仕事の予定が延びて滞在が長くなるので着替えを送って欲しい、という内容だった。ソファに座りなおして素早く住所をメモする。
「淋しい思いをさせるけど、できるだけ早く帰るから」
「わかりました。お気をつけて」
夫が電話を切るのを待って、裕美子も電話を切った。ふうっ、と息を吐き出し、スカートの乱れを直す。
(また夢だったのね。わたし、本当にどうかしてるわ)
バッグから煙草を取り出し、火を点ける。スポーツクラブでの疲れが出て、知らないうちに眠ってしまったらしい。
(渉さんに会ったからかしら?)
あの変わらぬ笑顔を思い出すと、自然に胸が高鳴ってくるのを感じた。久しく忘れていた感覚だ。しかしもう一方で新たな疑問がゆっくりと顔を出してくるのだ。
(何で渉さん、あんなとこにいたの? あそこの会員とも思えないけど……。偶然? そんな偶然ってあるのかしら? しかもすぐにわたしだって分かったみたいだし……)

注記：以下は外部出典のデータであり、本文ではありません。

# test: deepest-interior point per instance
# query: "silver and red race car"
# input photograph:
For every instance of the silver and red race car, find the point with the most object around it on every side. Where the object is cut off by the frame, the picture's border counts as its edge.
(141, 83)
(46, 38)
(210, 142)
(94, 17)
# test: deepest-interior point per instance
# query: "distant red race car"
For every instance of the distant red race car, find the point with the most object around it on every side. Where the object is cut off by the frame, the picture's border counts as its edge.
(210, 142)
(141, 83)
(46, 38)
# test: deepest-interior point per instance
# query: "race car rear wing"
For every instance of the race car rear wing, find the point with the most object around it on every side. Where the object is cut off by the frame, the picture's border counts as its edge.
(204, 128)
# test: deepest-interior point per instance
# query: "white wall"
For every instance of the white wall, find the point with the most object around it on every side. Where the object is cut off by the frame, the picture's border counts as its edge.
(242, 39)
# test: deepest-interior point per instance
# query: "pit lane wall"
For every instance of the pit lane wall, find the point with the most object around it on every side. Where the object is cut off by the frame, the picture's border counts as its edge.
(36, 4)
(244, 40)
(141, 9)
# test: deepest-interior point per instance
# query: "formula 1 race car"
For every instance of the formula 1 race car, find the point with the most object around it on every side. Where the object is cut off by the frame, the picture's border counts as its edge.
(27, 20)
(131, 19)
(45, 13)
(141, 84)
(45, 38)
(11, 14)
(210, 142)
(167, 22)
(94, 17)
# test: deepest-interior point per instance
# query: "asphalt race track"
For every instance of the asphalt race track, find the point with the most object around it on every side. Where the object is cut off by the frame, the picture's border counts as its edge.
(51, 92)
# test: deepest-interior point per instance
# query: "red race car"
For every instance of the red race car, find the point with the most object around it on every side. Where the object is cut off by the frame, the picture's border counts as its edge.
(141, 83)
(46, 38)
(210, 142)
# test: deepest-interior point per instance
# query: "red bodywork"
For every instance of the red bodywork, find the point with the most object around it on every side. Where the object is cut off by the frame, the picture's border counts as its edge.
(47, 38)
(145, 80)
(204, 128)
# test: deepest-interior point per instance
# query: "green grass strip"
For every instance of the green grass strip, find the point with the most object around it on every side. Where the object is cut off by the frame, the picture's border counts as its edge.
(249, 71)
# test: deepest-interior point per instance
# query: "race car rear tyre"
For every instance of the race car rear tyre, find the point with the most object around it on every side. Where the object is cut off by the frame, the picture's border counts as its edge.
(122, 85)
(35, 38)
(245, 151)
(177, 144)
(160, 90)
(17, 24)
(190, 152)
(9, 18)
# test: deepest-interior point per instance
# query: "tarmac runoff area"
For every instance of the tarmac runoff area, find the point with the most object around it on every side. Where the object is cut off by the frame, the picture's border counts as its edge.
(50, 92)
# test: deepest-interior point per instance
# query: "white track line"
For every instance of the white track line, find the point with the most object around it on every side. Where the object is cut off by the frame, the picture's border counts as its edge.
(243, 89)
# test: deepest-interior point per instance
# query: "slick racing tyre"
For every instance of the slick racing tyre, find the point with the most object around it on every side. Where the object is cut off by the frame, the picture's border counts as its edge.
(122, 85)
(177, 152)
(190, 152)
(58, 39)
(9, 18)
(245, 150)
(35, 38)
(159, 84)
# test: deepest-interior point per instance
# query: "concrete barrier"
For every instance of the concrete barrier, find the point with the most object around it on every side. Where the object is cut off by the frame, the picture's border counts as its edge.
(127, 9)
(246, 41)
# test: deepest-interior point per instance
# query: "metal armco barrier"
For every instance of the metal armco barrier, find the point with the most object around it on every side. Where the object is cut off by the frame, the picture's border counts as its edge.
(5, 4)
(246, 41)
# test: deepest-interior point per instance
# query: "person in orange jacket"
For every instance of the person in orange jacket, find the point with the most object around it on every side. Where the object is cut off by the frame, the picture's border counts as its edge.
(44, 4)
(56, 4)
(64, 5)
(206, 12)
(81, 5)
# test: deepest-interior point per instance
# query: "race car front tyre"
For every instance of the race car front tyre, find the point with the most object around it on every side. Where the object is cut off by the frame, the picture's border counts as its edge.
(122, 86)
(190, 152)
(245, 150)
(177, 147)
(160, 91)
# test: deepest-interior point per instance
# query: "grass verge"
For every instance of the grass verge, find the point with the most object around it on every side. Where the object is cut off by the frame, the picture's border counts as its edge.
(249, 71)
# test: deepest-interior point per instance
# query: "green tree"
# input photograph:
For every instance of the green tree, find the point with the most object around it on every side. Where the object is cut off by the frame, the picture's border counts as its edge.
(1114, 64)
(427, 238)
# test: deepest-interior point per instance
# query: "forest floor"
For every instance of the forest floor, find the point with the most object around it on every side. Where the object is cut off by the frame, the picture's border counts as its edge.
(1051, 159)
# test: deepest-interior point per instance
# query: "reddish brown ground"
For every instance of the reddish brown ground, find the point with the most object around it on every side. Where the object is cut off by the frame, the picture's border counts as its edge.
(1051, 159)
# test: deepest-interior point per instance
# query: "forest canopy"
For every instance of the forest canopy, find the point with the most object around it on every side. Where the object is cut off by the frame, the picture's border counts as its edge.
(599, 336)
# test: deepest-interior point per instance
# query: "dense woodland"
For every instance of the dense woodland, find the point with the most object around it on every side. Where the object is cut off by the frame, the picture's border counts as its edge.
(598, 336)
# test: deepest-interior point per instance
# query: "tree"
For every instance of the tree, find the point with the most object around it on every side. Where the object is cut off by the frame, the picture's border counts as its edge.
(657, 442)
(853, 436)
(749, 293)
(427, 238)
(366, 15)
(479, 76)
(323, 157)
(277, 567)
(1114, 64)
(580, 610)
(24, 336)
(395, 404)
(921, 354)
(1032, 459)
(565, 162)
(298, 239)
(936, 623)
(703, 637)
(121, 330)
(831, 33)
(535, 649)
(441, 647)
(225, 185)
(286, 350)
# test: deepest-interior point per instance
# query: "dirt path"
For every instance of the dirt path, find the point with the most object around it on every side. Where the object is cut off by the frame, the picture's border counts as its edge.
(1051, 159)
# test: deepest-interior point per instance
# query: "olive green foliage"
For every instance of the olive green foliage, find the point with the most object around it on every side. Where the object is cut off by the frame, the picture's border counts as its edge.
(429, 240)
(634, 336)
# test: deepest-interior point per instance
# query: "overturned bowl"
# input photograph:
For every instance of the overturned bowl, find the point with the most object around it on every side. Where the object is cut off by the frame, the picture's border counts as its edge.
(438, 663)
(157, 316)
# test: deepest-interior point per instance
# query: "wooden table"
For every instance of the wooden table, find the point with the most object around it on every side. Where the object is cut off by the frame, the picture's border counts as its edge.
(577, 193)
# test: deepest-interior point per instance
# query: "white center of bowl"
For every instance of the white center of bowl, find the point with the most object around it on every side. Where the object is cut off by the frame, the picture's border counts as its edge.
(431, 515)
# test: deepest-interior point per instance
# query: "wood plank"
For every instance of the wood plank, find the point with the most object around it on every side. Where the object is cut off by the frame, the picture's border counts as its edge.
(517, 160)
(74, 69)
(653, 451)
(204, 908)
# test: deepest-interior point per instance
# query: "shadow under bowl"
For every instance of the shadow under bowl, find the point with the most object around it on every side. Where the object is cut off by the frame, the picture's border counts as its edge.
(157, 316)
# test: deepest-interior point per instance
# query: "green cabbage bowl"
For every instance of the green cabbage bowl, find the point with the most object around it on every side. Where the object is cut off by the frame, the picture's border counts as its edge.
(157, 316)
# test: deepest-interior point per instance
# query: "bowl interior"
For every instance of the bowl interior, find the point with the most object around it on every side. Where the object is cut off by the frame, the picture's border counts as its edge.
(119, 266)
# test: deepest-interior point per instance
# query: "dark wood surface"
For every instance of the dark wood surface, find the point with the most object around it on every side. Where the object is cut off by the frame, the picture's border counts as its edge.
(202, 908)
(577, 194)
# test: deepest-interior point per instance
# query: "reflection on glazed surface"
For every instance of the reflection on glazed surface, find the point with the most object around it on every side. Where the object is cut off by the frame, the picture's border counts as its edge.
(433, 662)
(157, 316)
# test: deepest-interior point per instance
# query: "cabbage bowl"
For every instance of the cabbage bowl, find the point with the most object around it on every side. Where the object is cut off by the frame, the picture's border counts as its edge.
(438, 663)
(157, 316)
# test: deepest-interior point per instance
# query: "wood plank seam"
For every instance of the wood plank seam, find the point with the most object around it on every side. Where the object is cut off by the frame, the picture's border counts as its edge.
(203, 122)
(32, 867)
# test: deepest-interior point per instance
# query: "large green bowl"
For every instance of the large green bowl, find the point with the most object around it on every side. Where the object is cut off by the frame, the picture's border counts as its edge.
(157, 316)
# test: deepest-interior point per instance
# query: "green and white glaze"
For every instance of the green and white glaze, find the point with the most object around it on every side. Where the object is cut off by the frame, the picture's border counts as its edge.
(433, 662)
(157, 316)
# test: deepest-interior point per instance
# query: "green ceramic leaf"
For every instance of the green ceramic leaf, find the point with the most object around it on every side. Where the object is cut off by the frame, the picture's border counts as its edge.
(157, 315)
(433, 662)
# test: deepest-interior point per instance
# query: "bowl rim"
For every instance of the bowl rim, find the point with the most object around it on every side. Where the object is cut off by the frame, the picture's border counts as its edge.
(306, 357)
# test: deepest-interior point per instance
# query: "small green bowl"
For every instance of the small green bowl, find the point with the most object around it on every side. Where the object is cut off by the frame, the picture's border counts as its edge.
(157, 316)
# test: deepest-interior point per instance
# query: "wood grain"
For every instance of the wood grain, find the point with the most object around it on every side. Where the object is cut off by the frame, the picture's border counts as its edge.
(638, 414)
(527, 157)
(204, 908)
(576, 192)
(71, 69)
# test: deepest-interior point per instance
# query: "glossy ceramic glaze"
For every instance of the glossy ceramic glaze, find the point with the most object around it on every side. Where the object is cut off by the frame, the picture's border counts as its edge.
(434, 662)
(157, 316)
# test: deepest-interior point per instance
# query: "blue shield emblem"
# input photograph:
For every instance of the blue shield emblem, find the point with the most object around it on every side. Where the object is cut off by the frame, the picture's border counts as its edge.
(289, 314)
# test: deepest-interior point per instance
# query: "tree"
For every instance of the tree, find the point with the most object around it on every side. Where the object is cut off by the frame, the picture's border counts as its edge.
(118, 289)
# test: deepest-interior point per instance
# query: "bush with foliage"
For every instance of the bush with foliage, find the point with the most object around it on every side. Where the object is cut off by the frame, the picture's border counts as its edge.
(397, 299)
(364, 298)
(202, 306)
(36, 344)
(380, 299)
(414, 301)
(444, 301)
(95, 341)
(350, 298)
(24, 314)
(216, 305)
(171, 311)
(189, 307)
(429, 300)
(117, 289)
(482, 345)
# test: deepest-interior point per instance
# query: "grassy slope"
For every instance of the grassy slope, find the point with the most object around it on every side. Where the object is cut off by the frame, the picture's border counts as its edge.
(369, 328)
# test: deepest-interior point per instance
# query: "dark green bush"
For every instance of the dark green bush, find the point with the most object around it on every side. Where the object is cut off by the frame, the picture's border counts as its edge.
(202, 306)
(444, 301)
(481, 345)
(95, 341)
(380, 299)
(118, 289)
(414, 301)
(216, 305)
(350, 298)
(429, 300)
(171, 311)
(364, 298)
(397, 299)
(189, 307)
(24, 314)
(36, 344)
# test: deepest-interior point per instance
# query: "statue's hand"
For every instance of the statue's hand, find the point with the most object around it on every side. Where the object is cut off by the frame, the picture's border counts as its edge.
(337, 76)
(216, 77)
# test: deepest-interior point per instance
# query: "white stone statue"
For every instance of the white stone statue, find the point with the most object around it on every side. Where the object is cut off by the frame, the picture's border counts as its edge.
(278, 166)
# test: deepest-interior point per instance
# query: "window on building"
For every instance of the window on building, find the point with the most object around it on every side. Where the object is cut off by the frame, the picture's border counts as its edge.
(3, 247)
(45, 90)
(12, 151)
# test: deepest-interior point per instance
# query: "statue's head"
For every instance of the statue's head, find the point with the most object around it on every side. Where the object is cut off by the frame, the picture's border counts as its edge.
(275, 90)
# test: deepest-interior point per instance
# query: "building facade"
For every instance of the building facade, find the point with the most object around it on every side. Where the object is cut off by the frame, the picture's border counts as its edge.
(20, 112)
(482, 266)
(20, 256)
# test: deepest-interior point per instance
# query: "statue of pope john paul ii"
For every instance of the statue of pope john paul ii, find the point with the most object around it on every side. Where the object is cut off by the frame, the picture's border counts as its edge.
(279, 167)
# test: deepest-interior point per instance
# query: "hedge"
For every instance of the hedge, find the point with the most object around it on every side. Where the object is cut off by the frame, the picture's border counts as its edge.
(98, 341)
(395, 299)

財布から名刺を取り出し、渉の自宅と携帯の番号を自分の携帯の短縮ダイヤルに登録する。名前はWとした。
(今度それとなく聞いてみよう。本当に偶然かもしれないし……。でも……、変な夢のせいでなんだか身体が熱いわ……)
再び携帯が鳴った。今度は貴彦からだった。
「どうだった? 親父に話してくれた?」
「それがね、出張で一週間も留守なのよ、ごめんなさいね。電話で話せるようなことじゃないし……」
申し訳なさそうに裕美子が言う。
「そうか、それじゃあ仕方ないよね。じゃあ親父が帰ってきたらお願いします」
「ええ、分かってるから」
簡単な会話を終え、裕美子は電話を切った。